I. Pendahuluan
Islam sebagai ajaran, sejak kelahirannya telah menggelorakan persatuan, persaudaraan dan persahabatan ummat. Ini terbukti di dalam beberapa ayat dalam Al-Quran telah mencantumkan al-ikhwah al-muslimin.
Gerakan al-Ikhwan al-Muslimun dalam rangka usaha mempersaudarakan seluruh umat manusia dan kaum muslimin secara khusus. dengan tujuan agar tidak terjadi kekacauan, kemelaratan dan kesengsaraan seperti halnya yang terjadi di Palestina, Irak dan belahan dunia lainnya, padahal agama mengajarkan hidup bermasyarakat yang didasari dengan hukum-hukum dan peraturan-peraturan hidup kemasyarakatan[1] (universalitas). Bukankah misalnya nabi Adam bersama istrinya, Hawa telah melahirkan keturunan yang tersebar di seantero dunia ini.
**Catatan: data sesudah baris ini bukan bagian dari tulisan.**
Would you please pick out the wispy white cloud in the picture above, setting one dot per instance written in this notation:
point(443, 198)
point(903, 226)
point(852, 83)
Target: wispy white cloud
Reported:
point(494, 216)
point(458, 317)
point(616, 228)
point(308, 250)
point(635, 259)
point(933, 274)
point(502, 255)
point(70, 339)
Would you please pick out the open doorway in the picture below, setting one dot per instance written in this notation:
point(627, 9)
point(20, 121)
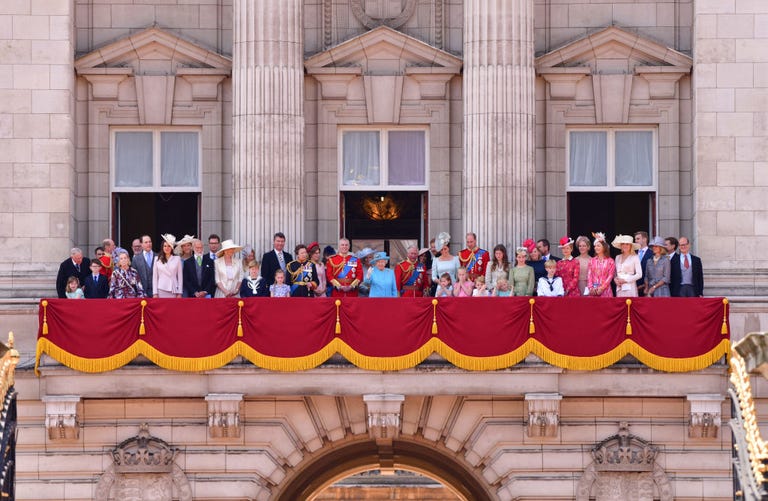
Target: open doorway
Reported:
point(135, 214)
point(611, 213)
point(386, 221)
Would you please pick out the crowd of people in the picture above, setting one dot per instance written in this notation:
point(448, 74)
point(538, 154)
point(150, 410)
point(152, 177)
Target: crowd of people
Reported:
point(661, 267)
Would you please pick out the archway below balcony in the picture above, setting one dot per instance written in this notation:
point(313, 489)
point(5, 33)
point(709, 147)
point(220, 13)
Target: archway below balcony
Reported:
point(425, 459)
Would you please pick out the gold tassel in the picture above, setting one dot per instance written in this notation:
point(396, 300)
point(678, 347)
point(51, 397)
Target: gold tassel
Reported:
point(338, 321)
point(142, 330)
point(434, 317)
point(45, 317)
point(531, 326)
point(240, 318)
point(723, 328)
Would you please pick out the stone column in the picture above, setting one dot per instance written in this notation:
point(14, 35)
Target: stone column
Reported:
point(268, 122)
point(499, 121)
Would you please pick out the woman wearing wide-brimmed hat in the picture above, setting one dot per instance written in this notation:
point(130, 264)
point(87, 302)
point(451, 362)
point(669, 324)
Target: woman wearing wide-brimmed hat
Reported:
point(167, 273)
point(628, 267)
point(381, 279)
point(228, 270)
point(657, 270)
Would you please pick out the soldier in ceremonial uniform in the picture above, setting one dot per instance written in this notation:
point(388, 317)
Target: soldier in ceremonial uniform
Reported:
point(344, 272)
point(410, 275)
point(302, 274)
point(473, 258)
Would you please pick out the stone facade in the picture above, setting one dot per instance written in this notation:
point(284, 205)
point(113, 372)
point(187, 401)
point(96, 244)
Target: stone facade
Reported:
point(72, 72)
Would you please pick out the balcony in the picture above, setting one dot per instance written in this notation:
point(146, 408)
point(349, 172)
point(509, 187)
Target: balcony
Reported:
point(587, 334)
Hanya situasi, kondisi, lingkungan di mana mereka berada yang membedakan mereka sehingga di antaranya ada yang disebut dengan nama bahasa, suku, dan adat istiadat yang berbeda-beda, tetapi sesungguhnya mereka berasal dari satu ayah dan satu bapak yakni Adam as.
SekalipunBertan Russell, filosof agnostic Inggris memandang semua agama berbahaya karena ditegakkan atas pondasi perasaan takut.[2]Pejuang dan tokoh-tokoh Islam dari berbagai lapisan senantiasa memperjuangkan persaudaraan umat beragama. agar sampai kepada persaudaraan muslim yang hakikih saling kasih mengasihi dan saling rahmat merahmati diatara mereka.
Hasan Al-Bannaa adalah salah satu tokoh yang mejadi pioner dalam mengobarkan semangat perjuangan dan pembaharuan[3]Islam melalui lembaga dan organisasi masyarakat yang dibentuk, berlabel Al-Ikhwan Al-Muslimun.
Bagaimana perjuangan, pemikiran, dan kiat-kiat beliau dalam hidupnya, akan menjadi obyek penulisan dalam karya ini. Untuk melengkapi tulisan ini penulis akan merumuskan sistematika sebagai berikut yaitu biografi Hasan Al-Banna dan latar belakang munculnya al-ikhwan al-muslimun dan konsep pemikirannya.
II. Biografi Hasan Al-Banna dan Gerakan Ikwanul Muslimin
Hasan, sejak umur kanak-kanak sudah bersentuhan langsung dengan demonstrasi-demonstrasi yang menuntut kepergian Inggeris dari bumi Mesir. Hasan yang dilahirkan pada tahun 1906[4], di wilayah Buhairah, Desa Mahmudiyah yang terletak 90 mil dari Barat Daya Kairo. Dia dilahirkan dari keluarga yang taat beragama.[5]Ayahnya di samping sebagai tukang reparasi jam juga ulama. Jejak keahlian mereparasi jam sang ayah, diikuti oleh Banna, namun tak lupa pula ia diberi pendidikan dasar agama. [6]Bersamaan dengan itu, Banna juag masuk dalam sebuah kelompok Islam , himpunan prilaku bermoral. Di samping itu juga melibatkan diri di Himpunan Pencegah Kemungkaran yang tujuannya menjalankan ritual Islam dan menekankan pada moralitas Islam.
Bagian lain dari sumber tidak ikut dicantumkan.